契約書

契約書を作成する主な利点

(1)契約事項の証明(後日の紛争の防止)

 契約書を作成する一番の利点は、契約事項の明確化により、後日の紛争防止です。

 契約内容について問題が生じた場合、契約書に書かれた条項が有力な証拠となります。

 例

 売買契約において、代金の額、代金の支払い時期、目的物の引き渡し時期、契約の解除事由などは、これらの契約条項を定めることで、後日の紛争が生じることを防ぐことができるのです。

(2)当事者が変わったときにおける契約の円滑な履行

 契約者が変わった場合、契約書が存在すれば、後継者が速やかに契約事項を把握でき、相手方当事者と適切な対応を取ることができ、契約の履行が円滑にできるのです。

 

契約の種類

賃貸借契約

 賃貸借契約とは、マンション・アパート等の賃貸物件を貸し借りする際に、貸主と借主の間で締結する契約のことです。

 具体的には、貸主がある賃借物(貸し借りの対象となるもの)を借主に使用・収益させることを約束し、その代わりに借主が貸主に賃料を支払うことを取り決める契約のことである。 

 

売買契約

 売買契約とは、当事者の一方(売主)が、ある財産権を相手側(買主)に移転することを約し、相手がこれに代金を支払うことを約する契約を言います。

 売買契約は、売主が売買物件の所有権を移転し、買主が代金の支払いをすることを要素としますが、一般に契約書では、紛争防止の観点から、売買物件の特定、代金支払いの定めから、代金の支払い時期、物件の所有権移転の時期、物件の引渡時期等を定めます。

 

贈与契約

 贈与契約とは、当事者の一方(贈与者)が財産を無償で相手方(受贈者)に与えることを内容とする契約です。

 

業務委託契約

 委託された業務を行って報酬を得るという形態の契約を業務委託契約や請負契約と言います。

 業務委託契約には、コンサルタント業務、商品販売業務、警備業務、不動産管理業務など多岐にわたります。

 業務委託契約は、委託された業務の内容に従って、当事者の一方(請負者)がある仕事の完成を約し、相手方(注文者)がその仕事の結果に対して報酬を支払う内容の業務委託契約が「請負」であり、また、当事者の一方(委任者)が法律行為をすることを相手方(受任者)に委任し、相手方がこれを行うことを内容とする業務委託契約が「委任」であると、理解されています。

 

債権譲渡契約

 債権譲渡契約とは、債権の同一性を失わせることなく移転する旧債権者(譲渡人)と新債権者(譲受人)との契約です。

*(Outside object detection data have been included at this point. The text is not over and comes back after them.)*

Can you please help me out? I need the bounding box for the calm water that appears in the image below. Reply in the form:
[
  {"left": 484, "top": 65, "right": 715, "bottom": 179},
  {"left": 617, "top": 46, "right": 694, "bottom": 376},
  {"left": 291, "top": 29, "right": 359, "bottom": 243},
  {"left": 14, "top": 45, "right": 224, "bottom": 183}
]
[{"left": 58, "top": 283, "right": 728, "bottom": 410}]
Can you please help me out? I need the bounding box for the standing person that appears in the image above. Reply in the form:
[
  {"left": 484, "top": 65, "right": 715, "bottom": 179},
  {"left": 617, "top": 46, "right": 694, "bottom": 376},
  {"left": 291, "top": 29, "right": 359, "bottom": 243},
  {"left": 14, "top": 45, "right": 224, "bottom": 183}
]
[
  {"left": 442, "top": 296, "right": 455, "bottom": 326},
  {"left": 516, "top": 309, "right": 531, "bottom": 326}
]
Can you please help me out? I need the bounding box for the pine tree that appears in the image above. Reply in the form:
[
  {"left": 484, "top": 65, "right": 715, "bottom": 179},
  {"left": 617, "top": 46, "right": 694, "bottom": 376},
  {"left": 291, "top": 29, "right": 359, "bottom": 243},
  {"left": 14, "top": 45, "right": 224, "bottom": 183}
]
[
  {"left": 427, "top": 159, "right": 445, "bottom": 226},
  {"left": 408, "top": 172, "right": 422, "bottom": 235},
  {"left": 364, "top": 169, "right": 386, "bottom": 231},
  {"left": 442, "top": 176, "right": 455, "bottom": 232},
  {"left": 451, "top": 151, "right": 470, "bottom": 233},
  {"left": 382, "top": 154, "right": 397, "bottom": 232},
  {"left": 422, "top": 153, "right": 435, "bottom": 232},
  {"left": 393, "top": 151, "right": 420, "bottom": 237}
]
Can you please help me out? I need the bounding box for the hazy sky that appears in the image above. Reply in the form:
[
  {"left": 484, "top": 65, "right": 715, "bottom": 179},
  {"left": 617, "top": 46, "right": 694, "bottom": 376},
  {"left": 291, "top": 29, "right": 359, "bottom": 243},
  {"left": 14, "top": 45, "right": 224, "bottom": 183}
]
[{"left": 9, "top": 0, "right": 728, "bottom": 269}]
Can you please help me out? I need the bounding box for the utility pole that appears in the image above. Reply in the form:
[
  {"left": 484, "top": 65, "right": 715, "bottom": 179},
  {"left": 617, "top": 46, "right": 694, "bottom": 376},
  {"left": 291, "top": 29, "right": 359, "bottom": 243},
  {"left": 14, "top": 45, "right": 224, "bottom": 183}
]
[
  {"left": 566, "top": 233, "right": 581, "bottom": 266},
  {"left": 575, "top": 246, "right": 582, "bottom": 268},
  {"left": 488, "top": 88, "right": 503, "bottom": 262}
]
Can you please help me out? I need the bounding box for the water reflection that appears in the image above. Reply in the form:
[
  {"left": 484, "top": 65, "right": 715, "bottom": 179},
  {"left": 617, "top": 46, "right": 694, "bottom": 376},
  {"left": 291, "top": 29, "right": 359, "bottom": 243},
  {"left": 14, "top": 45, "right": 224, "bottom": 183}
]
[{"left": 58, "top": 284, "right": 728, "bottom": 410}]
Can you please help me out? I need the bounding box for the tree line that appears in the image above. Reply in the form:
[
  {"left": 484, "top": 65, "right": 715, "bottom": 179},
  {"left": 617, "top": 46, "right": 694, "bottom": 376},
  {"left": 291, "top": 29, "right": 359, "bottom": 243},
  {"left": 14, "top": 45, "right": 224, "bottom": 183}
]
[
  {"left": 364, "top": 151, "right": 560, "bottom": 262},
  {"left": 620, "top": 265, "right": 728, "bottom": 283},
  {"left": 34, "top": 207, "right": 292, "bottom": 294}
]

 債権譲渡は、主に債権の売買や贈与として行われることが多いと思われます。

 

債務引受契約

 債務引受契約は、債務が同一性を保持したまま、債権者が変動する契約を言います。

 

株式譲渡契約

 株式譲渡契約は、株式会社の株式の所有者が当該株式を他の者に譲渡する契約のことをであり、個人間、個人・会社間、会社間で行われる。

 企業買収に手段として、合併、事業譲渡等が代表的ですが、特に非上場企業においては、株式譲渡が最も簡便な手段として多く使われています。

 

事業譲渡契約

 事業譲渡契約とは、一定の事業目的のために組織化され、有機的一体として機能する財産をたに譲渡する契約です。

 

秘密保持契約

 秘密保持契約は、企業間の合併契約、事業譲渡契約、事業提携契約、共同開発契約等の締結を検討するに先立って、当該検討に必要な秘密情報を相互に相手方に開示する必要があることから、締結されることが多いです。

 

金銭貸借契約(消費貸借契約)

 消費貸借契約は、①貸主が金銭等の目的物を引き渡すことを約し、他方②借主が受け取った物と種類等の同じものを返還することを約することによって効力が生じます。

 

金銭貸借契約(準消費貸借契約)

 準消費貸借契約は、金銭その他の物を給付する義務を負っている場合において、当事者がその物を消費貸借の目的とすることを合意したときは、これによって消費貸借が成立したものとみなされることを言います。

 

金銭貸借契約(債務弁済契約)

 債務弁済契約は、元来債務者が債権者に対して、契約・不法行為等によって生じた債務を承認し、その弁済を約する契約です。